Hotels.com has thousands of customer views and comments that are submitted by people who stay at the properties. It’s historically been difficult to find what matters in all this data. By using Amazon Comprehend, Hotels.com is able to uncover the unique characteristics that people like or don’t like about each hotel. Consequently, the company is better able to make recommendations to their users.
Amazon Lex uses the automatic speech recognition and natural language understanding technology that fuels Amazon Alexa to allow developers to quickly build intelligent conversational applications, such as chatbots. With Lex, any application running on the web, a mobile app, or a device, can process natural language using an API or SDK.
Lex will apply automatic speech recognition (referred to as ASR) and natural language understanding (referred to as NLU) to the incoming message to understand the intent of the user. In turn, this inbound request is mapped to a Lambda function which processes the information, forms a response, and passes it back to the user as either voice, using Polly, or text.

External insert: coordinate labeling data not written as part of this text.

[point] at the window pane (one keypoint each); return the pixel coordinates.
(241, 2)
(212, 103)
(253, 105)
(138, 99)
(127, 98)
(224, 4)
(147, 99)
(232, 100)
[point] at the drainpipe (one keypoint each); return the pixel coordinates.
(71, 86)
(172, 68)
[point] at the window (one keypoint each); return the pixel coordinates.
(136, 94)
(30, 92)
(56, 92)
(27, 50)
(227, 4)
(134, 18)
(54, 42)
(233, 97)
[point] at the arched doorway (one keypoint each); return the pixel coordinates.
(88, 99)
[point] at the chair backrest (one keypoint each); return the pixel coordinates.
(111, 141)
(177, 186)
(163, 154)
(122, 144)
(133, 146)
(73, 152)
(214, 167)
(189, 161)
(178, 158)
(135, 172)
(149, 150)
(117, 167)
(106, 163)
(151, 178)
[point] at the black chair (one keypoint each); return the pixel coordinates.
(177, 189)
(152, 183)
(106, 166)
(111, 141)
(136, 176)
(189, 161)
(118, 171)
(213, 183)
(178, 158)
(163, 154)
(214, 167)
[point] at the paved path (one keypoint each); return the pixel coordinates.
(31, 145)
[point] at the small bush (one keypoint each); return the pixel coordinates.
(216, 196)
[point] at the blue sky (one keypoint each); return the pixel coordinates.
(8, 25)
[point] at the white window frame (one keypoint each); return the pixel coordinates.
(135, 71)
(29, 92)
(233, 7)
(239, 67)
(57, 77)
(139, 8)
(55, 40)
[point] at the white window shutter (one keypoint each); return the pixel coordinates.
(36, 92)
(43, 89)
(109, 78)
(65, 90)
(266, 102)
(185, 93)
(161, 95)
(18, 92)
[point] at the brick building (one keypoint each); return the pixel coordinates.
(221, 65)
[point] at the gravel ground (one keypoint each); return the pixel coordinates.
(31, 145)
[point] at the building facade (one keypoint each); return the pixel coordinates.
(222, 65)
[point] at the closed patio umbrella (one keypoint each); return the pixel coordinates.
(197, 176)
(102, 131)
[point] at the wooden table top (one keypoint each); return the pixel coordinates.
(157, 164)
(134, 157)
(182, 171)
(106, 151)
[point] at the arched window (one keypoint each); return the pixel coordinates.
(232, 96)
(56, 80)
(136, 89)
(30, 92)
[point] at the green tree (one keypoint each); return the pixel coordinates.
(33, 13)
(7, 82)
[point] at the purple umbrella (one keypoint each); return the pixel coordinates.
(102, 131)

Amazon Lex has an integrated development console that allows users to build multi-step conversations that can be tested in the AWS console and then deployed to a custom platform, Facebook Messenger, Slack, Kik, and Twilio.
Amazon provides a collection of enterprise connectors for Amazon Lex to Salesforce, Microsoft Dynamics, Marketo, Zendesk, Quickbooks, and HubSpot. These connectors help customers build new interfaces around existing enterprise data.
As a fully managed service, Amazon Lex scales automatically, so you don’t need to worry about managing infrastructure.